The Covid-19 pandemic and its devastating economic impact painfully hit the entire South Caucasus region. Particularly difficult are the crisis in Armenia and Georgia, which, unlike Azerbaijan, whose economies do not have a financial airbag and are characterized by a high level of external debt in relation to GDP (more than 50% for Georgia and Armenia and less than 20% for Azerbaijan).
The profitable tourism industry of Georgia was on the verge of bankruptcy. The importance of tourism for Georgia can be judged by the World Bank, which estimated the dependence of the Georgian economy on this industry at 34% of GDP for 2019. According to the Georgian National Tourism Administration, in 2019, revenue from international travelers in Georgia amounted to $ 3.3 billion. Despite a sharp decrease in tourist flow from Russia last year, this figure was 1.4% more compared to 2018.

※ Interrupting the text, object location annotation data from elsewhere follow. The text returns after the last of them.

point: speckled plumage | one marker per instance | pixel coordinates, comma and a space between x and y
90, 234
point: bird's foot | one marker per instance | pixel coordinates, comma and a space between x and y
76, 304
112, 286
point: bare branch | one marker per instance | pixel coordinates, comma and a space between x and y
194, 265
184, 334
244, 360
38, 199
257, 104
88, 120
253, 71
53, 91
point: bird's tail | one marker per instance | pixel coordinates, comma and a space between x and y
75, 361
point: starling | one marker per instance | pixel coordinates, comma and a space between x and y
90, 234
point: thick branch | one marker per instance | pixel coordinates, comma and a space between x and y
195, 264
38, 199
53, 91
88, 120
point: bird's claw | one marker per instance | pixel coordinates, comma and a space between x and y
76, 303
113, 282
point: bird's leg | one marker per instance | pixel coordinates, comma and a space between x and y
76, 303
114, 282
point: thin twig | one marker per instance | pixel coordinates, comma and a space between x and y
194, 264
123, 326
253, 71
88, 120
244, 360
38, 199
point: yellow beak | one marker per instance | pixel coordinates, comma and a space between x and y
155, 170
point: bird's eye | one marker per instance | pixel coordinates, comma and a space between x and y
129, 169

However, one cannot count on such indicators this year. Starting from mid-March 2020, the borders of Georgia are closed for foreigners to enter. As a result, in March 209 thousand international visits were recorded in Georgia - 58.6% less than in the same period in 2019. Throughout April, the borders remained closed, respectively, the number of international visits will tend to zero. How long the "closed borders" regime will operate in the country is not known, however, even if they are opened soon, there is no reason to count on the restoration of international tourism in the short term (the next 2-3 months).
The Secretary General of the World Tourism Organization at the UN, Zurab Pololikashvili, in a positive scenario for the development of the pandemic situation, expects the restoration of tourism volumes by September this year. However, the international economic crisis caused by the pandemic will inevitably have a dramatic negative impact on the purchasing power of tourists from countries in the region (Russia, Azerbaijan, Armenia, Iran, Turkey) and the world as a whole.
However, not only tourism and the service sector in Georgia are seriously affected by the pandemic - such an important sector of the Georgian economy as winemaking is also suffering. Wine shops are closed in the country, and the export of Georgian products has also declined sharply due to the lack of demand from importers in a pandemic.
Consulting agency PMC Research Center has calculated three scenarios for the development of the economic situation in the country. In the most optimistic scenario, Georgia’s GDP will decrease by 4.3%, in the less optimistic scenario - by 8%, and in the most pessimistic scenario - by almost 13%. The unemployment rate in the country will increase, according to forecasts, from 14% to 23%. The International Monetary Fund gives a more favorable forecast: the country's economy will shrink by 4% this year, but by 2021 it will grow again by 3%. Thus, in the best case scenario, the Georgian economy will be discarded at least two years ago relative to the level of 2019.